Name a comic novel or a film comedy from the last dozen years superior
to The Simpsons. Or a recent play or movie better than The Sopranos. In
fact, most nights on television -- Frasier, Friends, West Wing, TV Funhouse,
the Daily Show, ER -- you can experience fresh writing and acting as good
or better than 99 percent of what's in theaters.
"Golden Age of Television" is not oxymoronic. I think we've been in a
golden age for quite a while. In fact, it strikes me that we're now late
into network TV's golden age -- that end-game in pretty much any cultural
epoch where Mannerism kicks in and the arresting innovations of the day
before yesterday become the self-conscious tics of today.
I'm thinking of the fantasy sequence in prime-time TV. The trend got
going back in the early 90's with the HBO show Dream On. The hero's thoughts
were depicted by cutting quickly to brief clips from old movies and old
TV shows.
A girlfriend is nagging him, so he imagines Jimmy Cagney shoving the
grapefruit in Mae Clark's face. He finds himself sucking up to a boss
-- and thus imagines Eddie Haskell acting unctuously toward Ward Cleaver.
The year after Dream On went off the air, Ally McBeal premiered and made
the fantasy sequence part of TV's lingua franca for millions more people.
And then -- this being television -- the fantasy sequence proliferated,
crazily. For some reason, this past season, NBC in particular bet the
ranch on fantasy-sequence-driven sitcoms.
There is Scrubs, in which moments of the nerdy star's self image are
literalized -- he is actually a deer caught in headlights, he is actually
hit on the head by a ton of bricks. Then there's Inside Schwartz, where
an aspiring sportscaster's fantasies take the form of athletic events.

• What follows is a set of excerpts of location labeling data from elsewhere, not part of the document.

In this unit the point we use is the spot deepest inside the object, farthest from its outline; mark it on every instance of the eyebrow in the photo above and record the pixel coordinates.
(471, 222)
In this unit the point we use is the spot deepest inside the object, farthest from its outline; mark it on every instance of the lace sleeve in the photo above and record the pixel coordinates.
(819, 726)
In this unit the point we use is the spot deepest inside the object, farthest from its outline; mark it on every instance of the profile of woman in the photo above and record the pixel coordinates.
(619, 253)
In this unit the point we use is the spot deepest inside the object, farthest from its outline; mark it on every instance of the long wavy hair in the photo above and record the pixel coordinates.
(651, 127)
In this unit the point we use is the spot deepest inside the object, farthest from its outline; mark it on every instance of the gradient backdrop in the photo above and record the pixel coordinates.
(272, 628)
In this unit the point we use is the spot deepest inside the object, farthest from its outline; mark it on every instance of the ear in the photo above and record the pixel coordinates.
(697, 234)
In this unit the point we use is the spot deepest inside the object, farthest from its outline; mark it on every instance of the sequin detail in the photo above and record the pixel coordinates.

And Imagine That, in which the hero, played by the brilliant Hank Azaria,
is a wimpy writer who's daydreams are acted out, Ally McBeal-ishly.
If you haven't seen Inside Schwartz and Imagine That, it's too late.
They've already been cancelled. Because they sucked.
But there's one more on the way, and judging from what I've seen of the
pilot, it's the best of the whole lot. Andy Richter Controls the Universe
and it premieres on March 19th. The premise is yet another weenie writer
with extravagant fantasies, but it takes James Thurber's old Walter Mitty
concept and post-modernizes it. It plays with that line between fantasy
and reality - with an unreliable narrator and stories a within its stories.
In the twilight of nearly all cultural golden ages there are Mannerist
masterpieces. Like Michaelangelo's 16th century Last Judgement in the
Sistine Chapel. Or Sir John Soane's eclectic, jam-packed 19th century
house in London.
Or even, just maybe, one new 21st century TV show.
This is Kurt Andersen in Studio 360.